FCC: The FCC was a constant source of disappointment in 2018. It repeatedly took positions and actions that favor a few major carriers and hurt everyone else. Each time with a contrived explanation of how the proposed changes will improve competition. The big one in 2018 was the elimination of net neutrality — not just the change in Internet classification, but the mockery of its public review process, which we now know was 97.7% against the change. The disappointments go beyond neutrality, but there are too many to list. Just recently, the agency expanded the logic by reclassifying text services.

Google: Google fails to realize its potential. This is nothing new, and hopefully its new leader, Thomas Kurian, will do better. Google Cloud includes both the IaaS services that ineffectively compete against AWS and Azure, and G Suite, which ineffectively competes against Office 365. Both services have lost their first-mover advantages over Microsoft. Google AI for CC is interesting, but the solution has some significant gaps. Google should be stronger in conferencing but continues to confuse everyone while Zoom, Cisco, and Microsoft pull further ahead.

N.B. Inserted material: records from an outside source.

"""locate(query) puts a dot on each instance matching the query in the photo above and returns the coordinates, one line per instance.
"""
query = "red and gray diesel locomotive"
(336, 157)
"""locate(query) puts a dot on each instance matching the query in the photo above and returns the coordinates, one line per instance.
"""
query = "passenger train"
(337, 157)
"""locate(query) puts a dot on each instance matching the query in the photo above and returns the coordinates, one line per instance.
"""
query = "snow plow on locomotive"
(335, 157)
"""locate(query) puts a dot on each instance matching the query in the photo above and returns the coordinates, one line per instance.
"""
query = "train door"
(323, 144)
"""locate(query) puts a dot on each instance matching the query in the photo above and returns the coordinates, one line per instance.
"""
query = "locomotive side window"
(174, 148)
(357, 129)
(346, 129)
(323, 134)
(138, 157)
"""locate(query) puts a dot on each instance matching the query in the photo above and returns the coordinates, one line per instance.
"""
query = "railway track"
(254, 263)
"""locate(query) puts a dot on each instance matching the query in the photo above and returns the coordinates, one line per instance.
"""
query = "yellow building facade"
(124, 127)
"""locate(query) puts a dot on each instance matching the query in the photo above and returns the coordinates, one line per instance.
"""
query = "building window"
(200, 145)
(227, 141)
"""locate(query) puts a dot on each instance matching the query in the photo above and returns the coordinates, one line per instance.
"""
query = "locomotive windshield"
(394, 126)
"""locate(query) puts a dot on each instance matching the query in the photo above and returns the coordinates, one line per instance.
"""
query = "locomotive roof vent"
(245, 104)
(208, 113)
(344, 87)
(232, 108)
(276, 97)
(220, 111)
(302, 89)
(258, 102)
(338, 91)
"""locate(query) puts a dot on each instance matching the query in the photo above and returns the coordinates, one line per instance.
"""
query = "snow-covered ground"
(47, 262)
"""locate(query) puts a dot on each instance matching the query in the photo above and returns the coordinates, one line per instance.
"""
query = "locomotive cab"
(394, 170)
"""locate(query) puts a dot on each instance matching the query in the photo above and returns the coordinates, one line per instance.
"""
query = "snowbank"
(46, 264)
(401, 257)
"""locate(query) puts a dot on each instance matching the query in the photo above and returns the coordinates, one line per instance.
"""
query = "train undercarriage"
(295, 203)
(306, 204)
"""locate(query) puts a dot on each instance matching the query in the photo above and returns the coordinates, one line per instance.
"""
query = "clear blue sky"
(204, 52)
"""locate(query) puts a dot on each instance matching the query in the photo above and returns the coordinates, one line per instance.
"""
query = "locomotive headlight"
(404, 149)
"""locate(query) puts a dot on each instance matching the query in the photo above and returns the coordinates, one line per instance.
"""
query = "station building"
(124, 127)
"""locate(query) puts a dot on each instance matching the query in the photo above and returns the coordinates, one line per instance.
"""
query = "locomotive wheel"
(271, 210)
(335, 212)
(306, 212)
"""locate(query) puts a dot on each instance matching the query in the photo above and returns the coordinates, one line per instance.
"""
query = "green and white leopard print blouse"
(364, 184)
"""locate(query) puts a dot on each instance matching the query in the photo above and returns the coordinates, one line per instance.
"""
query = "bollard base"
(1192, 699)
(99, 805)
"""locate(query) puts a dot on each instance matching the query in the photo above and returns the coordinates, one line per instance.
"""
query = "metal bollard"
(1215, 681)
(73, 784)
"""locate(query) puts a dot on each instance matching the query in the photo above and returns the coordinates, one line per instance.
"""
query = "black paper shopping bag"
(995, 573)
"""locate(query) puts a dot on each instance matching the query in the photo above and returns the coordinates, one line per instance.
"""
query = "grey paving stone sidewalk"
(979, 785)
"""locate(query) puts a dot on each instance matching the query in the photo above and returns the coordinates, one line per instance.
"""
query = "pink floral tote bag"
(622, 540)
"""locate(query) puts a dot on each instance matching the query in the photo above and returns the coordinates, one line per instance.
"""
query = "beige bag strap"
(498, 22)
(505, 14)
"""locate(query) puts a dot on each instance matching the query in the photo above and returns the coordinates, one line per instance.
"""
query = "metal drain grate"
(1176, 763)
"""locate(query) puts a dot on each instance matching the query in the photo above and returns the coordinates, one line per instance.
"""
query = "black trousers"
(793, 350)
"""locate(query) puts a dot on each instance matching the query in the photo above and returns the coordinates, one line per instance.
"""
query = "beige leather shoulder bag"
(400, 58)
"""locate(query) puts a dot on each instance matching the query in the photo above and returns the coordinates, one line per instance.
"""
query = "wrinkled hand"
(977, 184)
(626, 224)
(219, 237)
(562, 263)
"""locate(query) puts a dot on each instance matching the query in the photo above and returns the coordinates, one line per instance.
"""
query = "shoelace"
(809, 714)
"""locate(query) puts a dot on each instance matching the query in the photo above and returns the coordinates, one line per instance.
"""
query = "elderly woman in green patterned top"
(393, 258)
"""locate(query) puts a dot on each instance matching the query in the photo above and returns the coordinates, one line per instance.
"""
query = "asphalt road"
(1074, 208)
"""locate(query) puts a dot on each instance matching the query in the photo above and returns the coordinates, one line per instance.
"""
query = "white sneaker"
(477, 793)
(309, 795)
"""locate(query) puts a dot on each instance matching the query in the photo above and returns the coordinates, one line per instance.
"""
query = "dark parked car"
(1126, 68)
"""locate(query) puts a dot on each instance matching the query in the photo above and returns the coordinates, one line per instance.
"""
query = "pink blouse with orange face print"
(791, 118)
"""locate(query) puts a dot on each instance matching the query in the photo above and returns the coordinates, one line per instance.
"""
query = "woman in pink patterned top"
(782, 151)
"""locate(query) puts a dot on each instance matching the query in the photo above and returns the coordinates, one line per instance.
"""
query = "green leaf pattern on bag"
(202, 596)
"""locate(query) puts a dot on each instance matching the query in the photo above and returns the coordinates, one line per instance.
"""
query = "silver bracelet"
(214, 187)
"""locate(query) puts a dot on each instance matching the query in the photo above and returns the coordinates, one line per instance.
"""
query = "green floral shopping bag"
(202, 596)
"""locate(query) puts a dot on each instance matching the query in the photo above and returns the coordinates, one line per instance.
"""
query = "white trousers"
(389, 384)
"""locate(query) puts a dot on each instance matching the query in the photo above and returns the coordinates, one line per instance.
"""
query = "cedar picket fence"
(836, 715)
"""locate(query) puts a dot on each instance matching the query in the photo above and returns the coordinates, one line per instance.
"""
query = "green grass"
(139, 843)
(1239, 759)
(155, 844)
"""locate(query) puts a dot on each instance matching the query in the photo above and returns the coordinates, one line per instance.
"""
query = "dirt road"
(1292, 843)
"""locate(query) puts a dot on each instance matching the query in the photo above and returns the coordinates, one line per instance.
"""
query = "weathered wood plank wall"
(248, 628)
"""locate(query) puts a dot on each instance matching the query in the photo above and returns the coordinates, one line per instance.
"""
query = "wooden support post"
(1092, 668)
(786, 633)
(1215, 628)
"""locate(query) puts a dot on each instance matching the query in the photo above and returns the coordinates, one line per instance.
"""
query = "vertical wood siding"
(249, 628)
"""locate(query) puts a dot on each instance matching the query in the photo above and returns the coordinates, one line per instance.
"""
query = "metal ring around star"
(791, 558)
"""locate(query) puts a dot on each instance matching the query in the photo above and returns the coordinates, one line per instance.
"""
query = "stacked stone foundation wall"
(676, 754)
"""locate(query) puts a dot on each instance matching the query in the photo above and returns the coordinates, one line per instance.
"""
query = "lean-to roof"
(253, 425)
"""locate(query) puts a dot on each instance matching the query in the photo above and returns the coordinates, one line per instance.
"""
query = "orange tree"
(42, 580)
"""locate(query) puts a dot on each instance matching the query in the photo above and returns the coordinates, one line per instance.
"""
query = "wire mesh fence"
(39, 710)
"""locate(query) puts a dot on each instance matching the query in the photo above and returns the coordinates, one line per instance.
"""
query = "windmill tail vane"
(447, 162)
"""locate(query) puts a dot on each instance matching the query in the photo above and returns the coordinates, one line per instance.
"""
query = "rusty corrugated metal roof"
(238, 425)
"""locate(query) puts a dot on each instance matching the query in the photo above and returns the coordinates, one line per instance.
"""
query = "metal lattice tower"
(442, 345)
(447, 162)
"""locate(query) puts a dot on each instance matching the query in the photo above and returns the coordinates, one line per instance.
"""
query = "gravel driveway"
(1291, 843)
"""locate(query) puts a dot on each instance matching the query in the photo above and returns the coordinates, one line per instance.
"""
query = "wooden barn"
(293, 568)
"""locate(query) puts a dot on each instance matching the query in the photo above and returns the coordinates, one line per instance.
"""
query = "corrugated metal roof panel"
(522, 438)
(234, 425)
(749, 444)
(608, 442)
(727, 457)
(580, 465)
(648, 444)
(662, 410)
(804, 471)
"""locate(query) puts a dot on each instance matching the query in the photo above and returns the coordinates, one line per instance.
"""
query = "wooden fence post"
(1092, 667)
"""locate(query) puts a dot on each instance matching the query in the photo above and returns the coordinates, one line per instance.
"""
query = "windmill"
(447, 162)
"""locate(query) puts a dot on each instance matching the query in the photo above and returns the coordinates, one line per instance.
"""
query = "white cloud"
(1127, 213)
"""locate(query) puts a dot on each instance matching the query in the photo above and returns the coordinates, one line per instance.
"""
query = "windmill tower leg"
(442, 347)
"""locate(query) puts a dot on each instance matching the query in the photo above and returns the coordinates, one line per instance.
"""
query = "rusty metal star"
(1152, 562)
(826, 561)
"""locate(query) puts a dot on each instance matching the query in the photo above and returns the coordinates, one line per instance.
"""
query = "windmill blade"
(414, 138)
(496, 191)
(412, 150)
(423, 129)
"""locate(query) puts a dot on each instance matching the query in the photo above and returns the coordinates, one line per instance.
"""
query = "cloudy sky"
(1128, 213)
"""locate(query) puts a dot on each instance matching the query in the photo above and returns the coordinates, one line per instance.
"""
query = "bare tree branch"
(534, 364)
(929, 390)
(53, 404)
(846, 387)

Regarding its new UCaaS, it will be years until Google makes a dent in telephony (should have acquired). The merger of Chrome and Android is taking too long. I preordered my new Google Slate, but returned it unopened after seeing so many negative reviews.

The Social Quagmire: Facebook had a tough 2018, but it will recover and be better than it was. The company is guilty of doing exactly what we always knew it was doing — monetizing its users. The anger stems from the realization that we are so easily manipulated. In 2018, Facebook single handedly moved us from the false comfort of better ads to a democracy ruled by a minority. Now, what to do about it is far from clear, and the scope is much bigger than Facebook.

 

A big thanks to the many other contributors to TalkingPointz – especially regulars Colin and Sandra.

Live long and prosper and may 2019 be communicative, collaborative, and engaging.